What you actually need to back up
Three things: the MySQL database, the resources folder (especially your custom scripts), and the txAdmin profile / server.cfg. That's it. Everything else can be redownloaded.
How often
Database: at least every 6 hours, ideally every hour during peak. Resources: daily, plus on every meaningful change. txAdmin / config: snapshot once a week and after any major change.
Where to store them
The cardinal rule: backups must live on a different machine than the server. A backup on the same VPS that died doesn't help anyone.
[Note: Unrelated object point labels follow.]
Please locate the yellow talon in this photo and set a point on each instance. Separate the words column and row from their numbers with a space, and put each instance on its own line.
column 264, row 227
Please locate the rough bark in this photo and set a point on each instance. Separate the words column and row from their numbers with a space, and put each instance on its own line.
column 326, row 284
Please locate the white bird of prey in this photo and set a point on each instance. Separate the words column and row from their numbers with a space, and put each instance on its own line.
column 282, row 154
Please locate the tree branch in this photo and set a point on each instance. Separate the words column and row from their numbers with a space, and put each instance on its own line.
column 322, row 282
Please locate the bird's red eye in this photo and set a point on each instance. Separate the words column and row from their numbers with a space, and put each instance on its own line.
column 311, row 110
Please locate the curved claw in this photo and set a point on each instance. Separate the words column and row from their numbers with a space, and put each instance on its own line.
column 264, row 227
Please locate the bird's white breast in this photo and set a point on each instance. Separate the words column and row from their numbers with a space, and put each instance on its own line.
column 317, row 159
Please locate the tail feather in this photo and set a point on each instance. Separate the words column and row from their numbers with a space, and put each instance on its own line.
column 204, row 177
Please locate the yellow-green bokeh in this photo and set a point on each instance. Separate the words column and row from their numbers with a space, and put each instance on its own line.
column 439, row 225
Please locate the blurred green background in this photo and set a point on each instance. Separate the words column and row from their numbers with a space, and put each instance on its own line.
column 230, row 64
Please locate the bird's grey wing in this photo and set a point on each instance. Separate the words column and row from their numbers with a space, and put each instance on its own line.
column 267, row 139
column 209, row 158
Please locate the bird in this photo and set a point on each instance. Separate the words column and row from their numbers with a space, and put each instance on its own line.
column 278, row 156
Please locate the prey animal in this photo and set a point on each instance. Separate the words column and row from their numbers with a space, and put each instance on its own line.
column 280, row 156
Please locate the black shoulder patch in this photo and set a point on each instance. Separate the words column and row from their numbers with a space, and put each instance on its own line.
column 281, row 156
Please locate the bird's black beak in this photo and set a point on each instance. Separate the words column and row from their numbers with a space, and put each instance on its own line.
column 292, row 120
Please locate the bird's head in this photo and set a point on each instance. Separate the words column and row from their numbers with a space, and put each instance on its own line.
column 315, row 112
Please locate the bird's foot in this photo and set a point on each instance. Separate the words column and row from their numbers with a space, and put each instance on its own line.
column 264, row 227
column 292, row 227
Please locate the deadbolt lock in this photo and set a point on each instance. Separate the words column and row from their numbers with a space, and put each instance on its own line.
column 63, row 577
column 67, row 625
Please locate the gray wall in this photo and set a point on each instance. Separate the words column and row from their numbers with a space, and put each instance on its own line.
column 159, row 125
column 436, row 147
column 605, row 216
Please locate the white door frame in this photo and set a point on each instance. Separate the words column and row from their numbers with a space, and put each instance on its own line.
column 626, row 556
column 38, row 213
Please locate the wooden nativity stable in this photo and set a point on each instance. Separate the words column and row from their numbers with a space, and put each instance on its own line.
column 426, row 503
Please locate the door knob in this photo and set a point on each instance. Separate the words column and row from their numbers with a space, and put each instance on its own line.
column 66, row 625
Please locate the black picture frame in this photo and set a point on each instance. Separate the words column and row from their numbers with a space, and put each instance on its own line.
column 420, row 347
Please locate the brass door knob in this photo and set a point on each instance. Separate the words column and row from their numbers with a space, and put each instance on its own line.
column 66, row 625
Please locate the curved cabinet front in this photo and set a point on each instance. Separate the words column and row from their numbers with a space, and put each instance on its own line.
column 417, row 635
Use cheap object storage (S3, Backblaze, Wasabi) or a second VPS in a different region.
The restore drill
Do this once a quarter, before you need it. Spin up a fresh test box. Pull a backup. Restore the database. Restart the server. Connect a test account. Verify your character loads. If any step fails, you don't have a backup — you have files in a folder.
What to automate
mysqldump on a cron job, gzipped, uploaded via rclone to remote storage. A second cron job that prunes anything older than 30 days. A txAdmin recipe export weekly. Total setup time: about an hour. Ongoing maintenance: zero.
Wrapping up
A working backup is one you have actually restored from. Until you have done a full restore drill at least once, all you have is hope.